Generally, the committee is able to issue payments, but due to a high volume of recent requests, the fund is low on money. In such cases, said Fossey, the committee can recommend that the selectmen approve the payment of the bill through other similarly set up trust funds that have been donated for the assistance of residents in need.
Homer's will also stipulated that the fund was only to be used "for relief of worthy residents of Townsend of industrious and temperate habits who may be in need of assistance through their misfortune and not through their vices."
Such residents can apply to the committee for assistance through the fund. Residents need to show proof of residence and of need with documents and through talking with committee members.
The money is often used for a one-time payment of a certain bill. The payment always goes directly to the provider, not to the individual.
"We also like to see that people have a plan for the future," said Fossey.
The committee is currently only able to help out with relatively small payments, said Fossey, because to the low yield from the interest. This is in part due to inflation and in part to nationally low interest rates.

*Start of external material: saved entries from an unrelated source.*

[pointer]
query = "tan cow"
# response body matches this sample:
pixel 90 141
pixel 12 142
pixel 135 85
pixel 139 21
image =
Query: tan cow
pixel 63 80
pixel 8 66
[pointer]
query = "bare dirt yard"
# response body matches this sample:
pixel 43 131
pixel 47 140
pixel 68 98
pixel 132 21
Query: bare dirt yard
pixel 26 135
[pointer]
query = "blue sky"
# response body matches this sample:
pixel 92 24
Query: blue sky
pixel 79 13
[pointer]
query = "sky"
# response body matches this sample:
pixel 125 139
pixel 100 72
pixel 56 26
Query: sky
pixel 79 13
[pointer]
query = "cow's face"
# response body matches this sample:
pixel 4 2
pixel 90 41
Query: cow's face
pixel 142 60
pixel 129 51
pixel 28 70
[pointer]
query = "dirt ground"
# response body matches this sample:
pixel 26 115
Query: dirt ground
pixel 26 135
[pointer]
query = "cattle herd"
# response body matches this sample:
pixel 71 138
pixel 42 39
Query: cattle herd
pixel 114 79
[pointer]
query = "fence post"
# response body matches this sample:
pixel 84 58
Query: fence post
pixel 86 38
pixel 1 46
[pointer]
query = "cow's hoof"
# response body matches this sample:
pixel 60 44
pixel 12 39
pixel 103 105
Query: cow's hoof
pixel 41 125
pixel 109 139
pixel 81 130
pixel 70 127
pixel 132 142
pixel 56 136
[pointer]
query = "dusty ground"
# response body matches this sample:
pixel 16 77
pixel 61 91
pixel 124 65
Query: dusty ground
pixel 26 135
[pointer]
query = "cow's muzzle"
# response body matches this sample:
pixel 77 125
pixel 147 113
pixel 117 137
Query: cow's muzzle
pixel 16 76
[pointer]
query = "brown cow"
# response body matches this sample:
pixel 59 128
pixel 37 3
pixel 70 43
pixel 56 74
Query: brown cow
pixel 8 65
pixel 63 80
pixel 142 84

"At this point, it's a very small amount of money because the interest is making so little," she said. "At one time in the past it could pay someone's mortgage for a month. We could give them an amount of money that was really going to mean something."
Because of that, she said, the fund is not for people who are in desperate need of a substantial amount, but for people who could be aided by a one-time, small payment. Often, the cases are for extraordinary events, such as an injury that has caused someone to be out of work for a few months but who will shortly be able to return.
"We are not going to be able to help somebody that is in desperate straits that should be receiving assistance through the government," said Fossey. "It's a judgment call as to whether we think this money is going to help a person get out of straits they're in or if in another month they're going to be calling someone else for assistance."
The volume of applications comes in peaks and valleys.
"Some months nobody applies for it; other months, four of five people are applying at the same time," said Fossey.
Generally around the holidays, the committee receives more applications.
"Around Christmas there seems to be more of a need and during the heating season," she said. Additionally, she said, "Whenever the economy is bad, there's absolutely more need."
In other business, selectmen entered into an executive session to conduct contract negotiations for Fire Chief Donald Klein and to discuss the purchase, lease, value or acquisition of real property.